Économie
Dix-sept ans après le crash de l’Atlantique, Airbus et Air France sous la menace d’une condamnation
La cour d’appel de Paris doit se prononcer ce jeudi sur le sort des deux entreprises, après que le parquet général a requis leur condamnation pour homicides involontaires, un revirement notable après leur relaxe en première instance.

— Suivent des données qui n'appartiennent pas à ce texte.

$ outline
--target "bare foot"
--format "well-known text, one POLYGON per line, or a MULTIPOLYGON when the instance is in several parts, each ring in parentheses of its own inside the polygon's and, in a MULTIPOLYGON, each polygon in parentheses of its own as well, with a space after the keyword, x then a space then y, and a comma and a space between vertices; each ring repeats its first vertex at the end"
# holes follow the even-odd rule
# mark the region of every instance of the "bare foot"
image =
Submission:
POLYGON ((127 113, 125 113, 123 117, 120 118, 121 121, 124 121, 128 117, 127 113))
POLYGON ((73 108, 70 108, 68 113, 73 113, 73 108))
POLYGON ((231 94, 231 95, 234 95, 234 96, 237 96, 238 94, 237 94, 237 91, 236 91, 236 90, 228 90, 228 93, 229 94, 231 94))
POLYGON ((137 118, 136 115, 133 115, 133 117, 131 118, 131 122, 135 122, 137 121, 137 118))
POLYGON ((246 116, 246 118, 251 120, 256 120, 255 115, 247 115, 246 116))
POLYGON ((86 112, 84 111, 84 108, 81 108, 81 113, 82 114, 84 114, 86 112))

Le 1er juin 2009, le vol AF447 reliant Rio de Janeiro à la capitale française disparaissait en pleine nuit dans l’océan Atlantique, emportant avec lui 228 personnes de 33 nationalités. Dix-sept années plus tard, la justice s’apprête à rendre un verdict susceptible de marquer un tournant dans cette affaire. Après avoir obtenu la relaxe d’Air France et d’Airbus lors du premier procès, le ministère public a changé de position à l’issue des audiences en appel et a requis leur condamnation.
Une telle décision, si elle était prononcée, revêtirait une portée essentiellement symbolique. Les deux sociétés, en tant que personnes morales, ne pourraient se voir infliger qu’une amende maximale de 225 000 euros. Elle n’en ternirait pas moins leur image, comme l’ont souligné les avocats généraux lors de leur réquisitoire. Dénonçant une défense jugée inflexible, ils ont estimé qu’aucune parole sincère de réconfort n’avait été adressée aux familles des victimes, qualifiant l’attitude des prévenus d’indécente.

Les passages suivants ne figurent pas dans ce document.